Susanna gasped. ‘You could take us to Guernsey? Now?’
‘I’ll take you. Go home and get a bag with a few clothes. You can find accommodation once you’re on the island.’
Addie locked up the main door once they were outside. The girls tore home. Mateo drove his van around to the cottage and picked them up in less than ten minutes. They were on board the boat in another ten.
Addie put on the life jacket Mateo passed to her.
When Susanna’s phone rang, she answered. One finger in her ear, she said her husband’s name and gave a garbled explanation that she couldn’t talk right now.
‘Life jacket,’ Mateo prompted from beside Susanna. ‘Put it on. I’m not leaving the marina until you do.’
‘Alex, I have to go. What? No, I?—’
And then she had the phone back in her pocket and wrestled the life jacket on.
‘Alex?’ Addie asked as Mateo powered up the boat ready to leave.
‘He hung up the call. He heard a male voice. And now he knows I’m with Mateo.’

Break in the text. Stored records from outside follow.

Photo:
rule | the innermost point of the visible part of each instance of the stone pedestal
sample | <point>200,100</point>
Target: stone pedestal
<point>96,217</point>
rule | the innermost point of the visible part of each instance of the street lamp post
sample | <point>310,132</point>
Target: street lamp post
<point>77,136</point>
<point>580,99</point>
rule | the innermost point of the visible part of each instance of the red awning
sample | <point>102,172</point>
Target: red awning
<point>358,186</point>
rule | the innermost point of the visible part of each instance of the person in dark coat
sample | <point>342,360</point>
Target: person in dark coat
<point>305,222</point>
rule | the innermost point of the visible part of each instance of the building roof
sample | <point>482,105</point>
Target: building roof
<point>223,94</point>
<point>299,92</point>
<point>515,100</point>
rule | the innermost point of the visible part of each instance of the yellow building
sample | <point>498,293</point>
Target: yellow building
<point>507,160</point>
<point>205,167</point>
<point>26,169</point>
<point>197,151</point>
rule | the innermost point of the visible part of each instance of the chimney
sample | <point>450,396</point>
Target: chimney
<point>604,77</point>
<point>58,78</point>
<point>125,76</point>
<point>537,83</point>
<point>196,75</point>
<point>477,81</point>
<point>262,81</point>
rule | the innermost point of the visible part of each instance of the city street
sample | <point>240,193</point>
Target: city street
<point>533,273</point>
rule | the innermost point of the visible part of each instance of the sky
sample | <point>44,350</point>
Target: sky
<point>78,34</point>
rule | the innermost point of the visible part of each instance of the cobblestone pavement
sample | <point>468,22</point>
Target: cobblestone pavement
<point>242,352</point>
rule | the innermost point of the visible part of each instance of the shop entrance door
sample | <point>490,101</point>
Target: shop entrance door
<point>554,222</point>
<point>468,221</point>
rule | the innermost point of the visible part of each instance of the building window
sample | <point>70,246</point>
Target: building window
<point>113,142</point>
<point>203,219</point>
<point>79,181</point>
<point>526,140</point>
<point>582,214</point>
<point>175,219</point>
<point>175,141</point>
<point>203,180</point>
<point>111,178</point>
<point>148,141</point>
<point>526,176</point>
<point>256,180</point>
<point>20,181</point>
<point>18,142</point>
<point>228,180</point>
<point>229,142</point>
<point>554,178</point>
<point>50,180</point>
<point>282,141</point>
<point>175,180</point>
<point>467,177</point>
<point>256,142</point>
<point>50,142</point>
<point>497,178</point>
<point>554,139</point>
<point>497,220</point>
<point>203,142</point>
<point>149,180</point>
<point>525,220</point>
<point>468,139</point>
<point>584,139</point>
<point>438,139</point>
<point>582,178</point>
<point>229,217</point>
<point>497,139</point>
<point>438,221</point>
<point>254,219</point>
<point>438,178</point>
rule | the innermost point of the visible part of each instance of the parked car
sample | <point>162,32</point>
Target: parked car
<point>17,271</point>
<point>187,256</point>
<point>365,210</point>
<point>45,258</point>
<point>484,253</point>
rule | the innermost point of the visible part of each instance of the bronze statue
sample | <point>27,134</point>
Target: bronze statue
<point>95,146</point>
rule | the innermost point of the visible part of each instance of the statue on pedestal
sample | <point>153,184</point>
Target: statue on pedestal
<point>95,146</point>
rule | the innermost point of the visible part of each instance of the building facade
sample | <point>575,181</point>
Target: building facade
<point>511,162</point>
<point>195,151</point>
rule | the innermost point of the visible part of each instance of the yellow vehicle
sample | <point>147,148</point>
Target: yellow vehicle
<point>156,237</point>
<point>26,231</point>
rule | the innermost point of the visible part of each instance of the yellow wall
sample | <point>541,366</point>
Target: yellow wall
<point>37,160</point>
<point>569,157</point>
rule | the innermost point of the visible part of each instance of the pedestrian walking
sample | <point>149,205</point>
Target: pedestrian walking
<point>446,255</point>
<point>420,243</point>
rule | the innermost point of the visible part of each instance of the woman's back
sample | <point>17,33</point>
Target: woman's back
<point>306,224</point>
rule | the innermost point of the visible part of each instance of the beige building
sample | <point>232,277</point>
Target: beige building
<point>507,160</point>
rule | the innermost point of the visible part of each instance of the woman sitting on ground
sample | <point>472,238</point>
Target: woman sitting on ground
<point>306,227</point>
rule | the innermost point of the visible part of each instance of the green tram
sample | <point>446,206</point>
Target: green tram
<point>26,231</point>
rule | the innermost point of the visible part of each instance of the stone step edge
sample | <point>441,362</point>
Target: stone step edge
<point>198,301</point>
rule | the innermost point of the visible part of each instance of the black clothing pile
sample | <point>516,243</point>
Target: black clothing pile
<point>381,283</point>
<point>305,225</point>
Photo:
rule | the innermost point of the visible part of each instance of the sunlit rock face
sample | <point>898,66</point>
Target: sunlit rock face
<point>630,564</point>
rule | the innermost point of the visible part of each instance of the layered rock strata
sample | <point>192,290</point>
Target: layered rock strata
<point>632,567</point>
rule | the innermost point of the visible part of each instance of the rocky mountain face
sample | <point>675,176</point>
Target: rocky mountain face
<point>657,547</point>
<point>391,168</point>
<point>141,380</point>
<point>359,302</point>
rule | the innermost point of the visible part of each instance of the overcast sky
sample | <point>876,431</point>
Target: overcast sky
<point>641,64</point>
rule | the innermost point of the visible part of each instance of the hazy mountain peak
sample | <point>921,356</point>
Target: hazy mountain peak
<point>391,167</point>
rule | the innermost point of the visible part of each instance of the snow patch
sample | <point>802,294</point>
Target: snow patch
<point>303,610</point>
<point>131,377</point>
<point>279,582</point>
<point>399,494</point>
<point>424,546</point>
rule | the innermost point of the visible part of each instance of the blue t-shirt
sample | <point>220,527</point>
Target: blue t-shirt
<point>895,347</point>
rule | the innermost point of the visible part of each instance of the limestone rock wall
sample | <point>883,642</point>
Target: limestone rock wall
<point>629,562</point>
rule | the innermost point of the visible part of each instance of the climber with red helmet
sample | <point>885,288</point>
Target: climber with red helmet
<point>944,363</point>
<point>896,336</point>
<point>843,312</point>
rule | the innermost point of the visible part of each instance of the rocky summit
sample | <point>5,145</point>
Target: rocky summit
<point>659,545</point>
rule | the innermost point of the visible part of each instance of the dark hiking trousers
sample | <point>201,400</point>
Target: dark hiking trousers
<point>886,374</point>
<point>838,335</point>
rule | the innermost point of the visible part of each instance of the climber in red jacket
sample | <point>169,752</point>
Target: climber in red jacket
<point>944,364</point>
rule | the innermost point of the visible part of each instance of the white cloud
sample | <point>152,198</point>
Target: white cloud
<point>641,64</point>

‘He must know you’re notwithhim.’
Susanna looked at her. ‘That’s the thing, he doesn’t. Mateo and I almost kissed and earlier on the phone, I told Alex.’
‘Oh, Susanna.’
‘It’s okay. I’ll explain everything to him when I’m home.’
It was a distraction of sorts as the boat raced over to Guernsey. Susanna told Addie what had happened with Mateo, how she’d stopped it before it went too far.
‘It’s all such a mess,’ Susanna said when Addie put an arm around her sister.
‘You’ll work it out, you and Alex, I just know you will.’
And when they arrived on Guernsey, it was time to refocus.
Aunt Gayle was family, and right now they had no idea whether she was going to be okay or whether they were about to lose her for good.
27
LOUISA
‘Louisa, is that you?’ Her mother’s voice on the other end of the phone made the tears flow even more. Louisa was outside the hospital on Guernsey, leaning against a wall. The skies were dark, and the world carried on around her in this place of emergency.
‘It’s me,’ she whimpered.
‘What’s happened? Are you all right?’
‘Yes, I’m fine. Sorry, I didn’t mean to panic you.’
An exhale of relief was followed by, ‘Take your time. Tell me what’s going on.’
Louisa had been an anxious child. She wasn’t sure why. Sometimes she’d wondered whether it was because it was just her and her mum, no dad to rely on, no siblings in her corner, and maybe she hadn’t learnt how to deal with things quite the way she should have. She’d shared her theory with a friend once who thought the opposite, who said she would surely be stronger if she was used to only having her mum to rely on and nobody else.
Louisa had no idea which of them was right. All she knew was that she hadn’t felt this anxious since her teenage years. She’d forgotten the feeling of having the walls of the world closing in and what it felt like to have to remind herself to take a proper breath in and let it go each time.
‘Gayle is in the hospital,’ she said, as she moved further along the wall so she was well out of the way of the ambulance bay.